M. Evan Brooks reviewed the game for Computer Gaming World, and stated that "Overall, UMS is impressive, but its flaws are apparent. If you are interested in creating your own battles, then UMS is highly recommended. On the other hand, if you desire to learn accurate lessons from military history, then UMS may be a shade too general."

The game was reviewed in 1988 in Dragon #137 by Hartley, Patricia, and Kirk Lesser in "The Role of Computers" column. The reviewers gave the game 4 out of 5 stars. In 1990 Computer Gaming World gave the game two-plus stars out of five, stating "A visual feast, but a playable desert, U.M.S. is incorrect on two counts—it is neither universal nor a simulator". The magazine cited as weaknesses the lack of navies, awkward user interface, and a Battle of Waterloo scenario that completely omitted the Prussians. In 1993 two surveys of wargames in the magazine gave it one-plus stars and two stars, respectively. A 1994 survey of wargames with modern settings gave the game two stars, reporting that the game designer offered "superb customer support" when the publisher did not.

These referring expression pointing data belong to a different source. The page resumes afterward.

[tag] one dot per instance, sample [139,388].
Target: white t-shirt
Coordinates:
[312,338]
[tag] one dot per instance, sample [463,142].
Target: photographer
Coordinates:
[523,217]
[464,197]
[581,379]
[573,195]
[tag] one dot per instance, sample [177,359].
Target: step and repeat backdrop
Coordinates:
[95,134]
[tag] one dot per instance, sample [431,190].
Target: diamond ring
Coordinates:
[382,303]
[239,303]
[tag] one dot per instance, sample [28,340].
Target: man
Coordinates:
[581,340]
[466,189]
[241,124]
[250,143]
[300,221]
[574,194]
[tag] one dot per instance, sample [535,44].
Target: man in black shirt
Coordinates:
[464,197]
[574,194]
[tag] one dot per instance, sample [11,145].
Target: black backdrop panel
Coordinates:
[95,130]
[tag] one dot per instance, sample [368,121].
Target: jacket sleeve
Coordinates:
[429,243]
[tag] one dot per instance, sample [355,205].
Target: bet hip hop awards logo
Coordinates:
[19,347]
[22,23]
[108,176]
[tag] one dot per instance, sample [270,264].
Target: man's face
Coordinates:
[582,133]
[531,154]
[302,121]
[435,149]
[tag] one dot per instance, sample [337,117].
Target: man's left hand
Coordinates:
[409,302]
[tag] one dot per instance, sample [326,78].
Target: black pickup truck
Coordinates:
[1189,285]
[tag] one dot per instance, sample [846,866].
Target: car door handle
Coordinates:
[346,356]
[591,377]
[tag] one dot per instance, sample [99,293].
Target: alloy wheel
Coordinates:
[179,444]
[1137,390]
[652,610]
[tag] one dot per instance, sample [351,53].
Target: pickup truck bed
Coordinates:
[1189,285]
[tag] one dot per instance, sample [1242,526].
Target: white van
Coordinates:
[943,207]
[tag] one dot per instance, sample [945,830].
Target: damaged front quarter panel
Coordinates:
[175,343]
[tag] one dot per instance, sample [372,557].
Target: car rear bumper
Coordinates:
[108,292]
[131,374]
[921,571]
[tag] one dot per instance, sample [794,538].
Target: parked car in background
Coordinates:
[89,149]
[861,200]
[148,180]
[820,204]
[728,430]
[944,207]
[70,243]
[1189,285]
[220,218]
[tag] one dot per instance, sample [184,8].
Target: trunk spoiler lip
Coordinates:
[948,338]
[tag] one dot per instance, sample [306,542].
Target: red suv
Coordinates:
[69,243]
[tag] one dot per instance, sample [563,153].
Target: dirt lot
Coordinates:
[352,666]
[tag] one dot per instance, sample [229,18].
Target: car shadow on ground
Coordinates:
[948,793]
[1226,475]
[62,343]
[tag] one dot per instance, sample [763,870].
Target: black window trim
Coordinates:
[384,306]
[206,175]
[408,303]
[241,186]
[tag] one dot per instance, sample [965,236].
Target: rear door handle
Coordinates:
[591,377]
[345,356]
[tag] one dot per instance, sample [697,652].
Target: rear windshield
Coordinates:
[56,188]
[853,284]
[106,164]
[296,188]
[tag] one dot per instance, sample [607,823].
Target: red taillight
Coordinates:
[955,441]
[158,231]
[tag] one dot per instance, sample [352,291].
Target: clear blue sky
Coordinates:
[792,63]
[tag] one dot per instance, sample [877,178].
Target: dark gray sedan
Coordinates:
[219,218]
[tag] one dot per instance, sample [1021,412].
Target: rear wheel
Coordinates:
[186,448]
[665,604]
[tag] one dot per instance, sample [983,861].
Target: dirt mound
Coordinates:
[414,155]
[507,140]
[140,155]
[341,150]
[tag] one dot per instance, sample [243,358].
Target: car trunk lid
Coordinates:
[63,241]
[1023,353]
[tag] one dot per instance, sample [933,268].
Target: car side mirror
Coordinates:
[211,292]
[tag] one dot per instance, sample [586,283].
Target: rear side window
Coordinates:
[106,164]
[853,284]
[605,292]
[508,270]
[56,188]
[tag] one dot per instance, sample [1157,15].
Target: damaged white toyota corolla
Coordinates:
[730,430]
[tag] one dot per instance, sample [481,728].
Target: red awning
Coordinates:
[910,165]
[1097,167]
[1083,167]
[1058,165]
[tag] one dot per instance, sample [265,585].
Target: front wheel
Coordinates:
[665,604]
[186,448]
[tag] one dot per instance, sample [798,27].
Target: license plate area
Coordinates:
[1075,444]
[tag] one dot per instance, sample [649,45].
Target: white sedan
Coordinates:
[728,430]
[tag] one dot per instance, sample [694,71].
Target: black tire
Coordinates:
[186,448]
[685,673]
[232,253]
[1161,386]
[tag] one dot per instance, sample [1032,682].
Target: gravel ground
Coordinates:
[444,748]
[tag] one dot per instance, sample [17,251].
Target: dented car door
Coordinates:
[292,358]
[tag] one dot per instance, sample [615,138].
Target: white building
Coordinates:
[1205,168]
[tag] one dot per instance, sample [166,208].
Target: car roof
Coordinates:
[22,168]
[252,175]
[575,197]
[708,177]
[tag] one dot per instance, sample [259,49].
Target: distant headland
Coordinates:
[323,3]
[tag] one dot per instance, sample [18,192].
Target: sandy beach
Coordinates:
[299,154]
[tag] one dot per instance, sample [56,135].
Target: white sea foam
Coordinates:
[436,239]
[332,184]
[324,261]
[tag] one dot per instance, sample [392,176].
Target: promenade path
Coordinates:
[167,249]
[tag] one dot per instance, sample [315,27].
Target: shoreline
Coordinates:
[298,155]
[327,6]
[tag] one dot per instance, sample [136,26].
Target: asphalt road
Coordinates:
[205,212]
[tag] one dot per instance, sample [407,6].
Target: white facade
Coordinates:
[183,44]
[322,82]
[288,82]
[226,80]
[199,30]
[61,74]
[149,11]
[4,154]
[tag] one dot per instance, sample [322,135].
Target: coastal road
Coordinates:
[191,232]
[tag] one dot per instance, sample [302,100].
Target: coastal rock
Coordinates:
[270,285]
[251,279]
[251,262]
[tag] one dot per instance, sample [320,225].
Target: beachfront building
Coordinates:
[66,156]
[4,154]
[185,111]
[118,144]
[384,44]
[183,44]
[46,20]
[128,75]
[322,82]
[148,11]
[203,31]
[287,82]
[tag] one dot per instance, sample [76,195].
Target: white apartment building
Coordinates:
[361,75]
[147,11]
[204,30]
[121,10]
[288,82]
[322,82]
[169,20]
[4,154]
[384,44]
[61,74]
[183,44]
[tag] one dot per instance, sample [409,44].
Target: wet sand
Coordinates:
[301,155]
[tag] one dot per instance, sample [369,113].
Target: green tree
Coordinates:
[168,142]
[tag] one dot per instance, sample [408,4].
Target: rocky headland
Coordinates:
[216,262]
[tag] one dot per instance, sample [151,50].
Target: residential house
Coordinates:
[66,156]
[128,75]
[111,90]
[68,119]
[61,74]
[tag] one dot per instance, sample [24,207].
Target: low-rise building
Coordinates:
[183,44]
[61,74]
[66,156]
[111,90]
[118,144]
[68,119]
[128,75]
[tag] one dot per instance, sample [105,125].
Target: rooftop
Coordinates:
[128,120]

In 1993 a bundle called "The Complete Universal Military Simulator" was released that included the original game, the "Nations at War" sequel, and a "Planet Editor" that let users design planets, weather systems, nations, AIs, event effects, and scenarios as well as unit types and armies. Reviewing the package in Amiga Format, Richard Jones gave it a rating of 74%, writing that it wasn't recommended for "frivolous gamers after a quick thrill", but "is a must for the serious war gamer."